We will rock you

Bien le bonjour, amis lecteurs !

Apprenez que suite à des périgrinations londonniennes (qui ont suivi les périgrinations parsiennes du précédent article), il m’a été donné de faire une expérience absolument formidable et nouvelle pour moi : assister à une comédie musicale.

Pour moi, la comédie musicale était synonyme de spectacles bon enfant et plutôt niais, l’image que j’en avais étant liée à des choses comme Mozart, l’opéra rock ou Dracula. Donc sans partir sur des préjugés (ce n’est pas mon genre, voyons, qu’allez vous-donc chercher ?) j’avoue que je ne savais pas trop à quoi m’en tenir. Je suis donc allé voir We will rock you, comédie musicale anglaise apparemment très célèbre, primée de nombreuses fois, et basée sur l’univers et les chansons de Queen (comme son nom l’indique).

Comble de l’inculture, je ne connaissais pas Queen. Enfin, outre les grands morceaux que tout le monde connaît (The show must go on, we will rock you, bohemian rhapsody, …) je n’avais aucune idée de l’histoire du groupe, de ses courants ou de ses idées. J’en ai donc appris un peu plus sur son chanteur, Freddie Mercury (qu’il était gay par exemple, que c’était un pur chanteur de rock, qu’il était beau comme un dieu et que vu sa tronche, il était probablement l’inspiration majeure de monsieur B, de chez 10 Minutes à perdre). Et, au terme d’une journée absolument géniale en plein coeur de Londres, j’ai donc mis les pieds dans une salle de concert pour aller voir We will rock you.
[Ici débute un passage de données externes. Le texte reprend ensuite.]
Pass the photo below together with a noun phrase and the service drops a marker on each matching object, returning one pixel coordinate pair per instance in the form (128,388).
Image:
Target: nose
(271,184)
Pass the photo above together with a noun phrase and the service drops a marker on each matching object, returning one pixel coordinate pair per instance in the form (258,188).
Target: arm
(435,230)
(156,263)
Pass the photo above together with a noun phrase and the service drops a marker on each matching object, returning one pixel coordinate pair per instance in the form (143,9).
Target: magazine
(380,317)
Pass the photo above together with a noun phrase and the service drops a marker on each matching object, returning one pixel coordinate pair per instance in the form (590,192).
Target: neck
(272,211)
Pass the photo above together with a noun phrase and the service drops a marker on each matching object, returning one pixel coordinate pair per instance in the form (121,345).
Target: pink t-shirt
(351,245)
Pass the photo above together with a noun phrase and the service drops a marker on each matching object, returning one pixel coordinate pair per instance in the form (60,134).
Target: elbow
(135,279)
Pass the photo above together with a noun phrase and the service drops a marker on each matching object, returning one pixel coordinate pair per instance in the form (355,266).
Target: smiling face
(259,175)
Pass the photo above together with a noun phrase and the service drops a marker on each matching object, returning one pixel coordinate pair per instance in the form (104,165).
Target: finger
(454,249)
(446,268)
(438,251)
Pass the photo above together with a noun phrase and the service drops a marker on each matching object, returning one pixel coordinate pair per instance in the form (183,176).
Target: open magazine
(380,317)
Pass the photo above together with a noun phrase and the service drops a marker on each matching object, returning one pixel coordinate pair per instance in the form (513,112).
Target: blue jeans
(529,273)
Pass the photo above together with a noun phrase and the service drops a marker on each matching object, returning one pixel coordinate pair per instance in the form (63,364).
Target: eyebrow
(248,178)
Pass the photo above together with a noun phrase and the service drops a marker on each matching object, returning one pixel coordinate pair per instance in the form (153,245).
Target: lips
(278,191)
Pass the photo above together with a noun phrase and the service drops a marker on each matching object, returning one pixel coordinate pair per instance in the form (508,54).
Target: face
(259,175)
J’ai été littéralement soufflé. Déjà parce que je ne m’attendais pas à quelque chose d’aussi vivant, d’aussi coloré et d’aussi drôle, mais plutôt à quelque chose de guindé, codifié, un peu à la manière d’un ballet classique. En fait, non. C’était extrêment drôle, vraiment prenant (forcément, quand on prend du rock comme fond musical ça marche toujours), et très immersif. Un peu comme un film où les acteurs seraient sortis de l’écran.

Ca bouge beaucoup, y’a énormément de mise en scène et d’électrotechnique pour faire bouger les décors, ce qui donne un aspect vraiment vivant. Les dialogues étaient plutôt bien dosés, bien que parfois un peu longs (mais l’anglais n’étant pas ma langue d’origine, ça a du jouer aussi) et l’humour souvent suffisamment dosé pour se tordre le bide autant qu’un délégué CGT dans le TGV un matin de grève (Je vous raconterai cette anecdote un jour si vous êtes sages, petits fripons).

Ca m’a donc donné envie d’enfiler les intégrales de Queen (RIP Megaupload) et d’aller voir d’autres comédies (apparemment Lion King est excellent aussi). Et comme dirait SFR, “I want to break Free”.